What happened far exceeded our dreams. On the first day of the Omer, 500 people joined us to count. By the fifth day, 800 people were counting. By day ten, we were steadily reaching 1,000 people. On the 49th day, we culminated our count with 1200 people. People counted across the wide swath of religious denominations. People joined us via Whatsapp from Israel, India, Hong Kong, South Africa, Australia, Colombia, Peru, England, Germany, France, and Amsterdam.

We checked our text inbox and found messages from people who were showing up tell us how the Omer campaign was landing in their lives. “Just want to let you know that each of these messages 100% correlates with what’s going on in my life.” “Thanks again for this wise, phenomenally well-written gift.” “Love receiving these. This is my first time really counting the Omer.” “It is so grounding to have this deep wisdom come right to my hand every morning, been looking forward to my text everyday!”
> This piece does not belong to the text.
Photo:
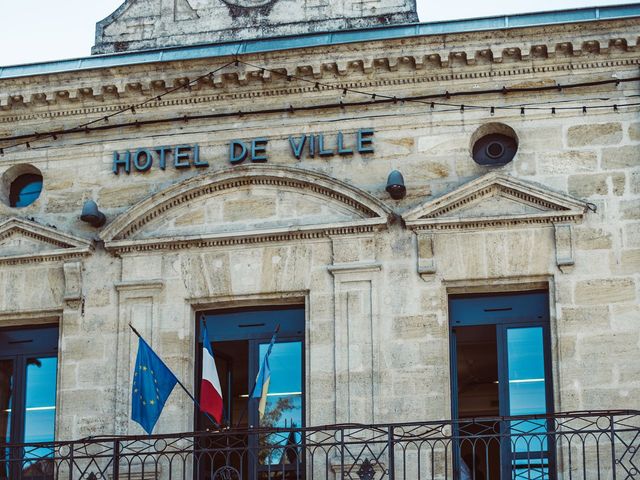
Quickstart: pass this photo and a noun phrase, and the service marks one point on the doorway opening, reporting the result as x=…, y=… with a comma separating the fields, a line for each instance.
x=501, y=367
As Shavuot came and our Omer experiment came to a close, we gathered key learnings for our small but vibrant team. First, there is energy and a hunger for marking Jewish time – individually, in groups and as a global community. In our post-campaign survey, we learned that over half of our counters had never counted the Omer before this year. 98% regularly thought about the ideas introduced, and 70% shared their learnings with friends and family. Most notably, 96% of the people want to keep counting time with us. At The Well is energized and situated to meet that spiritual need.

Second, we have an opportunity to create a self sustaining model. The overwhelming interest in our project blew our $500 free credit out the window. With 1200 people counting, the total cost of the texting tool reached $30 a day, plus the cost of staff capacity. In order to replicate and scale in the future, we now have a realistic sense of how to think about our strategy, our impact and our ask of potential donors.

Lastly, we are immensely thankful for the generations before us who have passed us the wisdom, whispered it into our ears, and handed us a tradition that has a powerful impact on our inner lives, our spiritual connection, and even the health of our bodies. In a time of deep disconnectedness and loneliness, looking to our ritual is healing and transformative. It’s right before our eyes, if only we knew what time it was in Jewish Time! 

Jenn Goldstone is Board Chair and Sarah Waxman is Founder and Executive Director, At The Well.